Michigan Toxic Pollution Class Action Stalls in Circuit Court - Dow Chemical v. Henry
A Michigan court recently pumped the breaks on a class action toxic pollution suit against Dow Chemical, finding that while property owners may be able to prove that the chemical giant contaminated local rivers and surrounding property with toxins, the plaintiffs did not meet the standards for bringing the suit as a class action.
The Michigan Messenger’s Eartha Jane Melzer reports that “[o]perations at Dow’s Midland plant have spread dioxin — a highly toxic and cancer-causing byproduct of the chemical manufacturing process — and other chemicals, through the Tittabawassee and Saginaw Rivers and into Lake Huron. Flooding of the rivers downstream from Dow has deposited dioxin-laden sediments on properties in the floodplain.”
Dow Chemcial v.
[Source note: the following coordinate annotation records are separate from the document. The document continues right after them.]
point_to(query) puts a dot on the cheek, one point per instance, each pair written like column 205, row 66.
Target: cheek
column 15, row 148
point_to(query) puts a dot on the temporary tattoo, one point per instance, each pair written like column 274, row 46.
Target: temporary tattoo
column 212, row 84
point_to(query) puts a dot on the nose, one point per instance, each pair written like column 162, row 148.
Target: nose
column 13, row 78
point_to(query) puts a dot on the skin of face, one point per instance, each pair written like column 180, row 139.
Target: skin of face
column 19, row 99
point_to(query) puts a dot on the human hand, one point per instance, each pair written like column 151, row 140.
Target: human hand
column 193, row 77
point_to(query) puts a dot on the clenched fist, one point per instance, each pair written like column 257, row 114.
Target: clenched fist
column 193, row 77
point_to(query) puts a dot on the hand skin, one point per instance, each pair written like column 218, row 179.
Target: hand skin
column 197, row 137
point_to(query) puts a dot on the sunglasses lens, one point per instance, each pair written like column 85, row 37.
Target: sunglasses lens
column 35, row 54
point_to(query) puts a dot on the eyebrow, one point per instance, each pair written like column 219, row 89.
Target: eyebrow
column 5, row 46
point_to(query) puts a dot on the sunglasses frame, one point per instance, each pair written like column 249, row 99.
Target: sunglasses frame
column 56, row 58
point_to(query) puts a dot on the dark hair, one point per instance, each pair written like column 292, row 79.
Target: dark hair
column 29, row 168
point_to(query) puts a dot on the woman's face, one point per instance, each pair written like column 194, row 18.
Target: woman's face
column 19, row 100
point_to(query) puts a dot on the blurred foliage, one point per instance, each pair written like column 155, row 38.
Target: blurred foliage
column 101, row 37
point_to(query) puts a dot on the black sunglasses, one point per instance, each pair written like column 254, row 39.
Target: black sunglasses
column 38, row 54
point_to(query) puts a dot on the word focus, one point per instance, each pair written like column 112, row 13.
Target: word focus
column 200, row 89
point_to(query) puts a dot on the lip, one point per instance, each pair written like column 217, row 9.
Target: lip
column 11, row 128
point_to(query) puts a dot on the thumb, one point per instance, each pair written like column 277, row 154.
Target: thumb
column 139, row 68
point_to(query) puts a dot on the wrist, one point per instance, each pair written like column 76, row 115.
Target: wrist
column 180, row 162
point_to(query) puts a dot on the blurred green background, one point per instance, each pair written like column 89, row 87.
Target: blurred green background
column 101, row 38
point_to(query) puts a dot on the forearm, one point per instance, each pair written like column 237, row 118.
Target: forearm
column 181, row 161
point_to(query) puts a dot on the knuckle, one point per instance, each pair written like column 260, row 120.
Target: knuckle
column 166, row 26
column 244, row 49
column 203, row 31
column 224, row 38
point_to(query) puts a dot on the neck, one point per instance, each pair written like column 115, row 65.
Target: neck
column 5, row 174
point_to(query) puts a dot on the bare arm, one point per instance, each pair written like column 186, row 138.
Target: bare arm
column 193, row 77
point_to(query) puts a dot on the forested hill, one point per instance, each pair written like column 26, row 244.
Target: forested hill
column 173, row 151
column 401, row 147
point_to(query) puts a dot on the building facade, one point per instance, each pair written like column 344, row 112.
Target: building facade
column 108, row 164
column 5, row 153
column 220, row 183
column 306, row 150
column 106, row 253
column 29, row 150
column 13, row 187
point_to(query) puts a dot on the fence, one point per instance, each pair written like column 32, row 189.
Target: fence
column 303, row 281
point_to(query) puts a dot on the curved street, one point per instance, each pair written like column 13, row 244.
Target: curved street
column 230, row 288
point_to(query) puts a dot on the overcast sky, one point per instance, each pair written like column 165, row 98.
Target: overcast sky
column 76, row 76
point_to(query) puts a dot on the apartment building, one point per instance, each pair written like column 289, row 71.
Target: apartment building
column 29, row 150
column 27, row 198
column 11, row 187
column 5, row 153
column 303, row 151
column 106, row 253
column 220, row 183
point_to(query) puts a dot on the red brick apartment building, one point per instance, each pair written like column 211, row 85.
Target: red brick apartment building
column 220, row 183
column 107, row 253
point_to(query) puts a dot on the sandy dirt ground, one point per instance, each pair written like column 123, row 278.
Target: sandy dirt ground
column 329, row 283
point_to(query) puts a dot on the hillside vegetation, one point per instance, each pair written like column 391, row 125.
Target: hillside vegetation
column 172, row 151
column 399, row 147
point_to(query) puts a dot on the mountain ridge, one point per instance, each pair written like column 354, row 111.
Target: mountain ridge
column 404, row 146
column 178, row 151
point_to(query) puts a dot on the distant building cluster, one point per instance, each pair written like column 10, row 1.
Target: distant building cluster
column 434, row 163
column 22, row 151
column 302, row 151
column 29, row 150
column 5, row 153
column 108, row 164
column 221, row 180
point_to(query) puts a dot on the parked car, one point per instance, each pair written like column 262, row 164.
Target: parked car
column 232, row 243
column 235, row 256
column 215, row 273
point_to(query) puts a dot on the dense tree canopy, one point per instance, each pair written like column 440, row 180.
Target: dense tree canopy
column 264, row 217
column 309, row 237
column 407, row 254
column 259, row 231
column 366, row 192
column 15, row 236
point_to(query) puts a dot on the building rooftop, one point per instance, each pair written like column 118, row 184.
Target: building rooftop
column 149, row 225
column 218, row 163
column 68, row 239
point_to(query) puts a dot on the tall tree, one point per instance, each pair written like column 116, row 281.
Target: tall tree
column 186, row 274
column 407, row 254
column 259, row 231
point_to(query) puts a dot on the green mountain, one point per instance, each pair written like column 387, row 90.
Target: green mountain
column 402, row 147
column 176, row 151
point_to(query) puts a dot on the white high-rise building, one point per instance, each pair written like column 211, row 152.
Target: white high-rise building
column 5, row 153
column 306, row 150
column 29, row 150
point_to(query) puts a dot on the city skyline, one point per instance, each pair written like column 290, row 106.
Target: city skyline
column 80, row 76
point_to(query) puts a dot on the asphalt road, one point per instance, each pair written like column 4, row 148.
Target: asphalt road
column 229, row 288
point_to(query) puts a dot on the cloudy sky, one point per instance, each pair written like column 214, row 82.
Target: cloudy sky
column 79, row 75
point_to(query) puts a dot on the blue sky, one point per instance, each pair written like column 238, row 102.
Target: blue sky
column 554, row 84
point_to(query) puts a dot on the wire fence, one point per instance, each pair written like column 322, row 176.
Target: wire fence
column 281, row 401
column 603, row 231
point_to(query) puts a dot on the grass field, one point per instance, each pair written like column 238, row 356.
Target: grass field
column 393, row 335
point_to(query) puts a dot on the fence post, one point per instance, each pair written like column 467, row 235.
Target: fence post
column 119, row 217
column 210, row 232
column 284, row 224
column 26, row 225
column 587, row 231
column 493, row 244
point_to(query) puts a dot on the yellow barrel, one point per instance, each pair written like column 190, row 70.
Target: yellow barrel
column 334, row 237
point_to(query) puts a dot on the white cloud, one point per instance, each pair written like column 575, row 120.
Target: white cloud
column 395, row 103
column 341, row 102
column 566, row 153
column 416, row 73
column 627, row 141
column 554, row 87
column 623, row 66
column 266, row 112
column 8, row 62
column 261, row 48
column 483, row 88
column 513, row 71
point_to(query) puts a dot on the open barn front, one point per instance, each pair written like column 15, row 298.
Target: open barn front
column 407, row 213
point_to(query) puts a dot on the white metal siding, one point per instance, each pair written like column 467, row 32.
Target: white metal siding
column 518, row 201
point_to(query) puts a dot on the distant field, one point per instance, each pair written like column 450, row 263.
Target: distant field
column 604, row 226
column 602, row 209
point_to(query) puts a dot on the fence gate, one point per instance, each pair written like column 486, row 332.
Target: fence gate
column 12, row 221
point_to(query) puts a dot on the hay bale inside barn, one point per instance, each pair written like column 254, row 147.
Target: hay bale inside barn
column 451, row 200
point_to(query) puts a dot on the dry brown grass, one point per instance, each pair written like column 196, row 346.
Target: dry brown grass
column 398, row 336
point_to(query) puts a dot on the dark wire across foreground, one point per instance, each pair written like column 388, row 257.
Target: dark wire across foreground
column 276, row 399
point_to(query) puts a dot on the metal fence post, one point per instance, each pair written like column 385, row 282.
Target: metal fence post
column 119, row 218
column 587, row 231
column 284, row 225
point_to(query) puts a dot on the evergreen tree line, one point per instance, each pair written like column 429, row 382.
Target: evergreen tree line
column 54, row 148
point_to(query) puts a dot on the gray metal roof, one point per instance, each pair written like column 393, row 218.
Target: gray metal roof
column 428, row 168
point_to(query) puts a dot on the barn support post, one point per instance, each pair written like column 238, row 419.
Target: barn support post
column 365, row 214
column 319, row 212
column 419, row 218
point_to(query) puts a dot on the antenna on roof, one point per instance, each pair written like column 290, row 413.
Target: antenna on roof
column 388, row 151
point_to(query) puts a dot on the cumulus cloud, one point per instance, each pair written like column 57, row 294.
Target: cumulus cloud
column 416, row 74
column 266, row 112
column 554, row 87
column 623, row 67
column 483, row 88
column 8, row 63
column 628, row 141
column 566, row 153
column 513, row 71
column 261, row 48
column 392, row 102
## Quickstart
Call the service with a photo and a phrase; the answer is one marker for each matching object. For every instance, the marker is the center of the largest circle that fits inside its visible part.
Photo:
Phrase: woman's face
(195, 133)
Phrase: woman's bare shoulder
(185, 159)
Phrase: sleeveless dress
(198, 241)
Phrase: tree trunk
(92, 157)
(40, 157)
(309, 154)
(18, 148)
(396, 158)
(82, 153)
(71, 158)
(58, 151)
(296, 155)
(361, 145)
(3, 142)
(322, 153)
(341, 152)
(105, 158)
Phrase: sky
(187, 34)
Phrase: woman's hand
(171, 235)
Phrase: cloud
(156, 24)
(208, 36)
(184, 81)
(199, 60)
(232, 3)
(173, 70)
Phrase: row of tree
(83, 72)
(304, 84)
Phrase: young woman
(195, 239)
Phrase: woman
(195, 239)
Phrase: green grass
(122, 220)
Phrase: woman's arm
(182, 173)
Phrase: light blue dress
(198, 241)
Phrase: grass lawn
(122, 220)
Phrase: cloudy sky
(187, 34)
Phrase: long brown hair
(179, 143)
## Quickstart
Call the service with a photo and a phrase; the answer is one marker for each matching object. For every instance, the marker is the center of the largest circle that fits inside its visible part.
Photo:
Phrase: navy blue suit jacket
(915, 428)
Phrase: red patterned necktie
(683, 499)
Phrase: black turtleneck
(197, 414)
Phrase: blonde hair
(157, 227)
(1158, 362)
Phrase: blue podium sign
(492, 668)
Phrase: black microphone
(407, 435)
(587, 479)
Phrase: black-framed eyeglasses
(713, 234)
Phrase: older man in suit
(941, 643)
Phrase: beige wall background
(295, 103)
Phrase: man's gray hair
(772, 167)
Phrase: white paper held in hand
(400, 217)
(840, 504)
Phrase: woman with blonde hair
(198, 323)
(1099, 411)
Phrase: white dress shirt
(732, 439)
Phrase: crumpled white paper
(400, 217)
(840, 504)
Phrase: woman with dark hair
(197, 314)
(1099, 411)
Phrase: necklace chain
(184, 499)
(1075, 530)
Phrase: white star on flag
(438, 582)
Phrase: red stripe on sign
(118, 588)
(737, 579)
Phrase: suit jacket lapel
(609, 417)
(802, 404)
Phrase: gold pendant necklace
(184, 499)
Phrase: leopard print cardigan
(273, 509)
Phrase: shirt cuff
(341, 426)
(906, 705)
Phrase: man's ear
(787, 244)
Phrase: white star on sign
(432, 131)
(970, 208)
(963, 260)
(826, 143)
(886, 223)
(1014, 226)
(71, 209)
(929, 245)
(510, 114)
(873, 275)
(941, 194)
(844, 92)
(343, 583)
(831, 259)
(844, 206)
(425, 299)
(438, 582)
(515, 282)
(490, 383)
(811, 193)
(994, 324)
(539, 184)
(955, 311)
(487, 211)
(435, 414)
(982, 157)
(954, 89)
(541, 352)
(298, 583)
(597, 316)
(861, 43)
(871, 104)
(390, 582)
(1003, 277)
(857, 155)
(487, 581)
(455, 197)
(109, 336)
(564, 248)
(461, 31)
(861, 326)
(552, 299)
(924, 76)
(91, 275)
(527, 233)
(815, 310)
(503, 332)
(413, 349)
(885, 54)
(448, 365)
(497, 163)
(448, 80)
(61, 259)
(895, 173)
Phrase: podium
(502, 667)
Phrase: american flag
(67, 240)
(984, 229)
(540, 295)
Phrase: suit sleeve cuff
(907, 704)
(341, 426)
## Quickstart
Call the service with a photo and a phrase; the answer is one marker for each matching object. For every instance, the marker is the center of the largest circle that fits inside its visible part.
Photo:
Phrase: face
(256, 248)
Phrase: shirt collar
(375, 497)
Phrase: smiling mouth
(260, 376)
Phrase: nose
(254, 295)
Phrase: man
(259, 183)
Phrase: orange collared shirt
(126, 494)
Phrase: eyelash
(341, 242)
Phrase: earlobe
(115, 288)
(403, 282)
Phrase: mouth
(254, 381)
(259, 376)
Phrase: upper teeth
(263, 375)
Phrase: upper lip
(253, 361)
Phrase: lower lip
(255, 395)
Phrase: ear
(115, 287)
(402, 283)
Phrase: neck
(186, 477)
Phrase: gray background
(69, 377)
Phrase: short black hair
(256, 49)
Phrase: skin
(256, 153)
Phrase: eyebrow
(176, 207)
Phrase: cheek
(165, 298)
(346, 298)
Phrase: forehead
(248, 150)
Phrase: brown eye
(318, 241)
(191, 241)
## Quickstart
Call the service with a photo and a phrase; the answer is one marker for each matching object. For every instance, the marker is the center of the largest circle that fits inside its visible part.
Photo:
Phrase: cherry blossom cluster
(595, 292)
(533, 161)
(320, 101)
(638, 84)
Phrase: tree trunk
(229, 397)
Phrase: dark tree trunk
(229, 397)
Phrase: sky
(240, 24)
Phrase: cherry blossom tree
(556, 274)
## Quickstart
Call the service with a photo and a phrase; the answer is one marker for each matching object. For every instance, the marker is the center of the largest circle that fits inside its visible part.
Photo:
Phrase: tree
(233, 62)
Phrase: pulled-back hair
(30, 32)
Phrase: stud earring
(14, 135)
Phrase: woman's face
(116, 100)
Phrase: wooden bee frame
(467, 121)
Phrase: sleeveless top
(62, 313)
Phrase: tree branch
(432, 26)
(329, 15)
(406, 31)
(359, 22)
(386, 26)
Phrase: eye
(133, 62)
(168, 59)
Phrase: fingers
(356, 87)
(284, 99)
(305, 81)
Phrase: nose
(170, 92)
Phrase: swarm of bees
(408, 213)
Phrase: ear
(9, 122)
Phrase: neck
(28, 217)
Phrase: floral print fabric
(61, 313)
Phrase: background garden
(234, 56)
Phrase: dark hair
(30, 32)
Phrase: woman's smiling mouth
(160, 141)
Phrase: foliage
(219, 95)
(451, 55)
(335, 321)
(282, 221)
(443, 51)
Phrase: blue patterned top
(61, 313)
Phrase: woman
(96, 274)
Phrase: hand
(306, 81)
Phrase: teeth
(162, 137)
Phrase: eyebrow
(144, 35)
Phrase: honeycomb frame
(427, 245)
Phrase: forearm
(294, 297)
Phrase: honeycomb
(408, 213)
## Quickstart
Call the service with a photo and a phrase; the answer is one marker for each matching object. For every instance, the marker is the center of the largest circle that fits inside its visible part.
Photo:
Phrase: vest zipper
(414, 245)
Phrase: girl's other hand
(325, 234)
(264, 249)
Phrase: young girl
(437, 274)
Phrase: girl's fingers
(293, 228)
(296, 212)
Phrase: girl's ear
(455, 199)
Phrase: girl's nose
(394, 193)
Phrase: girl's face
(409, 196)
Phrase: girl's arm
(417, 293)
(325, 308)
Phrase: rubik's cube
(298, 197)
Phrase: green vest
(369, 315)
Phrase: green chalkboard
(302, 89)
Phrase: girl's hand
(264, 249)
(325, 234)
Henry concerns a suit by roughly 150 Tittabawassee property owners filed against Dow on behalf of the more than 2,000 people with property in the floodplain in 2003 and claiming that their property had lost value due to contamination. Two years later, Saginaw County Judge Leopold Borello certified the class of property owners, a ruling that Dow appealed to the Michigan Supreme Court.
In order to be certified as a class, Michigan law requires that a group of plaintiffs meet the following criteria:
(a) the class is so numerous that joinder of all members is impracticable;
(b) there are questions of law or fact common to the members of the class that predominate over questions affecting only
individual members;
(c) the claims or defenses of the representative parties are typical of the claims or defenses of the class;
(d) the representative parties will fairly and adequately assert and protect the interests of the class; and
(e) the maintenance of the action as a class action will be superior to other available methods of adjudication in promoting the convenient administration of justice.
MCR 3.501(A)(1). On appeal, the state supreme court remanded the case to Judge Borello, requiring that he analyze the action under criteria (c) and (d) above.
Upon further consideration, Borello reversed his earlier approval of class status for the group. In so doing, he relied on the recent U.S. Supreme Court decision in Wal-Mart Stores v. Dukes, a 5-4 ruling in which the court reversed a lower court’s decision to certify a class of women employees alleging bias in pay and promotions, noting that the company’s decentralized structure meant that the case involved millions of employment decisions and that the women failed to show “some glue holding the alleged reasons for all those decisions together.”